Accounting irregularities has given an adverse impact on the trustworthiness of companys annual report. The
inclinations of accounting irregularities were also observed in Malaysia; Perwaja Steel, Sime Darby, Technology
Resources Industries Berhad, Malaysia Airline, and Transmile are few examples. People have lost confidence on the
reliability of information disclosed in annual report, therefore, companies need to regain peoples confidence through
greater disclosure and improve transparency that enable the users make appropriate judgments about a companys
performance (Linsley & Shrives, 2005). Good financial statements should include a clear identification of the major
risks facing the business and the steps that have been taken to deal with those risks (Anonymous, 2005).
Risk reporting and disclosures have become main concern of many international accounting standard-setters
and regulators.
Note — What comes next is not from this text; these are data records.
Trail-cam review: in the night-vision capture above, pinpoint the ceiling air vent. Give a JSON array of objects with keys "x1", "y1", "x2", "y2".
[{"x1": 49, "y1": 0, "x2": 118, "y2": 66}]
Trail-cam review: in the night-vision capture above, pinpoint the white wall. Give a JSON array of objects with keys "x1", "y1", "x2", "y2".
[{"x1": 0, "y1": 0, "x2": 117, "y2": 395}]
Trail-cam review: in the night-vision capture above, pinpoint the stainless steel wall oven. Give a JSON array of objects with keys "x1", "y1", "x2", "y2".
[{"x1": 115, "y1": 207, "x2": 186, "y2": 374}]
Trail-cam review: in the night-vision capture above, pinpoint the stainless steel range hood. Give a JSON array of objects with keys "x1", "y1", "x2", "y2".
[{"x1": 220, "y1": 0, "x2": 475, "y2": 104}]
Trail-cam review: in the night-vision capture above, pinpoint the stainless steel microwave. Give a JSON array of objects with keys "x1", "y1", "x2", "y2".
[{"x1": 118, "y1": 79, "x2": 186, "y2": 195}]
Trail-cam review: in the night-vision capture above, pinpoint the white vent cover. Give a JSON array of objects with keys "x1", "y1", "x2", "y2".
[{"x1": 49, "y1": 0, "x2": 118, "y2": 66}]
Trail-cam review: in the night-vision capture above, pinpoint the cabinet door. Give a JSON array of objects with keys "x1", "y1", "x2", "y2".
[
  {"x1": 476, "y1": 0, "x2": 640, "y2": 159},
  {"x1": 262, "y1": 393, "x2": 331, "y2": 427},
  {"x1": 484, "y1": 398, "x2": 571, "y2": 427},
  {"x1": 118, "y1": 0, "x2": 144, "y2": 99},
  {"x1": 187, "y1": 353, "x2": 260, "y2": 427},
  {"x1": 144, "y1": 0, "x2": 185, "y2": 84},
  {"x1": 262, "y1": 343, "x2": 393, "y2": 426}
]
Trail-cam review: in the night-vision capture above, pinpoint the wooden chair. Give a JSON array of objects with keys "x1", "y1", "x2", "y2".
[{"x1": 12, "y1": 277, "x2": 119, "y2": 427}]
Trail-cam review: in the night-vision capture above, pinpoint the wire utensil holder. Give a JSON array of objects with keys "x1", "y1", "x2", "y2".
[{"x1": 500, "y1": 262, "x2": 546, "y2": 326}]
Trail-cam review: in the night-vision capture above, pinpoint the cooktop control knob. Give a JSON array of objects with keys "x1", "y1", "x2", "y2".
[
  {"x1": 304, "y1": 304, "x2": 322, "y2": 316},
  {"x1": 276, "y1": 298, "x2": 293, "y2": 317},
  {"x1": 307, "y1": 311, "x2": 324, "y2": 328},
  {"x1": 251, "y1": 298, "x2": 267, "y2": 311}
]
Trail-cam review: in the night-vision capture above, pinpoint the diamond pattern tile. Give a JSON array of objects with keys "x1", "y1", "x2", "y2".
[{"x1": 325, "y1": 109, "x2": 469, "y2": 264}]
In October 2005, The International Accounting Standard Board (IASB) issued discussion paper
title Management Commentary (MC). The main objectives of this discussion paper are to enable investors to: (i)
interpret and assess the related financial statements in the context of the environment in which they operates: (ii)
assess what management views as the most important issues facing the entity and how it intends to manage those
issues; and (iii) assess the strategies adopted by the entity and the likelihood that those strategies will be
successful. Reporting on the key risks and uncertainties facing an entity, together with the commentary on
managements approach to them is a critical aspect of MC. IASB has also issued two standards, IAS 1:
Presentation of Financial Statement and IAS 32: Financial Instruments: Presentation, that require the company to
provide information on principal uncertainties faced and disclosure of information for some specific risks.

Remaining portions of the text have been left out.